礼二はそのまま後方にのけぞる。痛みのために、悲痛な表情を見せている。そして、礼二の胸ポケットから、ガラス状の瓶が落ちる。ここに来たときに礼二が手にしていたフラスコだ。フラスコが床に落ち衝撃で割れる。すると、フラスコの中に入っていたトカゲのようなものがいつの間にか消えている。
「やべええ。あの爺さんどもがうるせーぞ。どうすんだよ!」
礼二が珍しく慌てている。左右を見渡している。その視線を追うと、三体だけ、女型のばけものが残っていることが分かる。こちらを向いてその場で立ち止まっている。すり足でこちらに近づいてくることはない。
『グギャアアアア、ギャギャ』
女型のばけものが一斉にお腹を押さえて、悶えだす。苦しんでいるようだ。女型のばけもののお腹が膨らんでいる。まるで、妊娠しているようだ。仕舞には女型のばけものが仰向けになって、暴れだす。女型のばけものの腕力で、地響きとともに床に亀裂が入り、女型のばけものが叩いた箇所がへこんでいく。
『グギャグガヤ』
呻き声を挙げている。そのときだった。
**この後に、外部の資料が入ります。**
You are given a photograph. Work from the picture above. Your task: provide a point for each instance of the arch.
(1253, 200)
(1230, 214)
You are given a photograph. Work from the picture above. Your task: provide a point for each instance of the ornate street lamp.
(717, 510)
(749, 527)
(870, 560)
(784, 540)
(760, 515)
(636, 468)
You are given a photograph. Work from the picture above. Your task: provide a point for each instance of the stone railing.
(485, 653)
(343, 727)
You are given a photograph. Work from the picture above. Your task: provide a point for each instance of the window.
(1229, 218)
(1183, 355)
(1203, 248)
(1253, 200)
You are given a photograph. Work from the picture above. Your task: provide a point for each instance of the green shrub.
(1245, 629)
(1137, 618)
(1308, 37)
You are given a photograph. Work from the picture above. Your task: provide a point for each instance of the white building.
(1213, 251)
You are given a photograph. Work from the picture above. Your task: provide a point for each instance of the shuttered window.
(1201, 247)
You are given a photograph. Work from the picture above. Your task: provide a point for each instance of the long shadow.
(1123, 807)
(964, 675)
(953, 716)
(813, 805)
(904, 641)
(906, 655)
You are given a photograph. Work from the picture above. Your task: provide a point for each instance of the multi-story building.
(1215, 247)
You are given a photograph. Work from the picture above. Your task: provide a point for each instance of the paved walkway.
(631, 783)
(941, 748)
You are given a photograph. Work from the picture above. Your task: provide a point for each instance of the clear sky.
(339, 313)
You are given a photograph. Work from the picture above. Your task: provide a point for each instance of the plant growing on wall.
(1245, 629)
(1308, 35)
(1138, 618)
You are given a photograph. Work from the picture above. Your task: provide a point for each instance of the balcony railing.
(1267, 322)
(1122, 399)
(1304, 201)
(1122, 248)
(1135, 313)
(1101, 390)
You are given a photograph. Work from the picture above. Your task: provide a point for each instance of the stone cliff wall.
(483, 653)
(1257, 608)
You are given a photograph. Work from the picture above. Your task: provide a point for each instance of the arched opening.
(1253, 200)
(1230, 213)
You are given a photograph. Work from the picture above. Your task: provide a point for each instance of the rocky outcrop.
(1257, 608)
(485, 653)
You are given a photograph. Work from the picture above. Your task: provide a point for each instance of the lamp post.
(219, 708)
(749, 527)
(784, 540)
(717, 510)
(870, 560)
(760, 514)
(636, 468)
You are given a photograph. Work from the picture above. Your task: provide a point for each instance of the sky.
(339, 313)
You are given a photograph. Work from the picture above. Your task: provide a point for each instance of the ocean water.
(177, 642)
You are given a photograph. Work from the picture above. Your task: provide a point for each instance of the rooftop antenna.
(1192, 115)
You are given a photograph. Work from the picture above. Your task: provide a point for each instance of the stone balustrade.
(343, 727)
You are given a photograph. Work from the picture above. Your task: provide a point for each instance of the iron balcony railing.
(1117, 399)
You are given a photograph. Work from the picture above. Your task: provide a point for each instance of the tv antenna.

頭に強烈な痛みを感じる。周りの人間も同様に痛むらしい。一斉に耳を塞ぎ、頭を抱える。礼二も同様である。脳裏に凄まじい声がなだれ込んでくる。
『生きたい。生きたい! 生きたい! 生きたい! 生きたい! 生きたい! 生きたい! 生きたい! 生きたい! 生きたい! 生きたい! 生きたい! 生きたい! 生きたい! 生きたい! 生きたい! 生きたい! 生きたい! 生きたい! 生きたい! 生きたい!』
【それ】が、三体の女型のばけものの腹を突き破る。すると、俺の目の前に、異様に長い手足、人のような胴体、蜘蛛のように四本足で、その場に立っている生き物が三体いた。顔はイモリのような爬虫類の見た目で右目が異常に大きく発達していて、左目はあるのかないのか分からないほど退化しているようだ。大きな右目をこちらに向けている。頭には、髪の毛のようなものが生えてきており、その肌は、浅黒くざらざらとしている。
『これが、世界……』
四足のばけものが、自らの指を、腕を、感慨にふけるようにまじまじと見つめる。そして、女型のばけものの頭部から、虫のようなものがずるっとはい出てくる。四足のばけものがそれを捕まえて、口に運ぶ。口が大きく開き中には、鋭利な刃がのこぎりのように付いている。バクバクと噛み千切り、四足のばけものの口から赤い体液が滴り落ちる。
「なんだ。こりゃあ。これを俺にもって来させようとしてたってのか? 話ちがくねーか? 気持ちわりい。つーか、どう持ち帰んだ? ま、見物といくか」
礼二はそう言って、マントを翻し、後方に退く。礼二にもこの四足のばけものの正体がつかめないらしい。
『ぱぱ…………コイツ……ヤバいカモ』
「ぴー。ぴー」
エルが、俺に話しかけてくる。俺は、後方にゆっくりと下がり距離をとりしずくと小町、みやこを後方に待機させる。そして、相馬と治憲が俺の左右に立つ。
「おい、青葉、相馬、こいつらどうすんだよ。何か雰囲気やばくねーか」
治憲の額に汗がしたっていることが分かる。はなに視線を送ると、はなは身を抱いて震えていた。